FuXi-Ocean: A Global Ocean Forecasting System with Sub-Daily Resolution
Qiusheng Huang, Yuan Niu, Xiaohui Zhong, Anboyu Guo, Lei Chen, Dianjun Zhang, Xuefeng Zhang, Hao Li
TL;DR
FuXi-Ocean addresses the demand for high-resolution sub-daily global ocean forecasts by introducing a data-driven autoregressive model with a Mixture-of-Time module that adaptively fuses multiple temporal contexts. The architecture captures variable-specific multiscale temporal dynamics and mitigates error accumulation, achieving six-hour forecasts at eddy-resolving $1/12^\circ$ resolution down to $0$–$1500$ m with data-efficient training (~$9$ years). Empirical results on HYCOM-RD and IV-TT demonstrate superior SST and broader variable performance compared with traditional numerical models, while maintaining reasonable computational efficiency. This work paves the way for practical, high-frequency ocean forecasting at global scales, with potential benefits for maritime safety, environmental monitoring, and resource management.
Abstract
Accurate, high-resolution ocean forecasting is crucial for maritime operations and environmental monitoring. While traditional numerical models are capable of producing sub-daily, eddy-resolving forecasts, they are computationally intensive and face challenges in maintaining accuracy at fine spatial and temporal scales. In contrast, recent data-driven approaches offer improved computational efficiency and emerging potential, yet typically operate at daily resolution and struggle with sub-daily predictions due to error accumulation over time.
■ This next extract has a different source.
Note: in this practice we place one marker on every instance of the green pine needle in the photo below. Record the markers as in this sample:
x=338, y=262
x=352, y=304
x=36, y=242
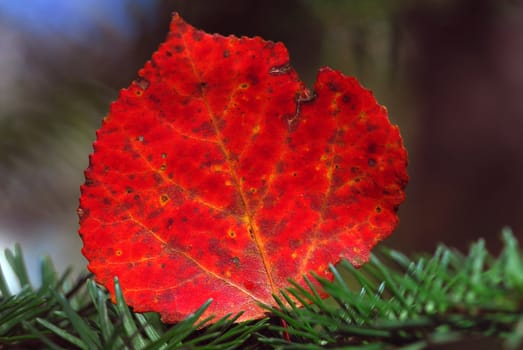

We introduce FuXi-Ocean, the first data-driven global ocean forecasting model achieving six-hourly predictions at eddy-resolving 1/12° spatial resolution, reaching depths of up to 1500 meters. The model architecture integrates a context-aware feature extraction module with a predictive network employing stacked attention blocks. The core innovation is the Mixture-of-Time (MoT) module, which adaptively integrates predictions from multiple temporal contexts by learning variable-specific reliability , mitigating cumulative errors in sequential forecasting. Through comprehensive experimental evaluation, FuXi-Ocean demonstrates superior skill in predicting key variables, including temperature, salinity, and currents, across multiple depths.